The drama follows the relationship between the two countries, with producer Will Packer (Girls Trip, Ride Along) and The Boondocks creator and Black Jesus co-creator Aaron McGruder on creative duties. While Packer told Deadline about the project in response to the Confederate controversy, though, it has been in the works for some time.
“It felt this was the appropriate time to make sure that audiences and the creative community knew that there was a project that preexisted and we are pretty far down the road with it,” he explained.
“I was immediately enthralled by the idea; I couldn’t stop thinking about it and what a provocative and bold piece of content it could be,” he added. “Being a fan of Aaron, I thought he definitely had the right tone, the right voice, the right wit to handle a project like this. Aaron and I sat together and talked about what a huge opportunity and responsibility it would be to do this project and do it right.”
“You would be hard pressed to find many black Americans who have not thought about the concept of reparation, what would happen if reparations were actually given,” he continued. “As a content creator, the fact that that is something that has been discussed thoroughly throughout various demographics of people in this country but yet never been explored to my knowledge in any real way in long-form content, I thought it was a tremendous opportunity to delve into the story, to do it right.”
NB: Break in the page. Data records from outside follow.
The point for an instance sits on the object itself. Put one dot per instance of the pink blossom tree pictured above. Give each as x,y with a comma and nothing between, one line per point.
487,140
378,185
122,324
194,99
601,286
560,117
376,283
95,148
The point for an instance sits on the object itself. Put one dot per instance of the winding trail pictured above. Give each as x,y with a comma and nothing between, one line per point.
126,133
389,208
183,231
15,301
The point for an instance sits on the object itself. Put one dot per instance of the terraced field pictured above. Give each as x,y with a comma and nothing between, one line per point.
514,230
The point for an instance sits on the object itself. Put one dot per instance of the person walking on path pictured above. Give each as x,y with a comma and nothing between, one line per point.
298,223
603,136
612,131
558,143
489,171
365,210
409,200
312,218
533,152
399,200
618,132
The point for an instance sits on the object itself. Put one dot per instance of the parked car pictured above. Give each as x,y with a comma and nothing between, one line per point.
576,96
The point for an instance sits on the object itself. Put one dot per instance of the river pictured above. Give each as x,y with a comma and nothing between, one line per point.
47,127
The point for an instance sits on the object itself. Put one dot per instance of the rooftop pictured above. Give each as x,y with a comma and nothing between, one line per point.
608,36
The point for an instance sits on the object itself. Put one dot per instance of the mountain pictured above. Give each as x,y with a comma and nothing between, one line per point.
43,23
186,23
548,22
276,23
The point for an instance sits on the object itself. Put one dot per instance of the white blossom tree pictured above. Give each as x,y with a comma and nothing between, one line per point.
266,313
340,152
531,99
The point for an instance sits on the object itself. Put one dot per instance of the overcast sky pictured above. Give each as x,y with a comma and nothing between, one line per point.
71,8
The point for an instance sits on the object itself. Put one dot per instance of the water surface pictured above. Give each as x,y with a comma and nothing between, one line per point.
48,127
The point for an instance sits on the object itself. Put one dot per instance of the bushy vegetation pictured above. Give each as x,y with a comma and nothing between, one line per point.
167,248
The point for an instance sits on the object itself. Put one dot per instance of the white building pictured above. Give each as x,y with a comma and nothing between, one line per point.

Historians have been brought in to consult on Amazon’s project to make sure that their story is told in an accurate and responsible way, he noted, although he did not comment directly on HBO’s Confederate out of respect to its creators, because the programme has not yet been made.
As for his own alternative history, Black America “will speak to where we are now and the mistakes this country has made and things we should do going forward”, he said.
Regardless of how they both turn out, Black America is a reminder that even in the world of alt-histories, alternate alt-histories can be a vital way to show the other side of the coin.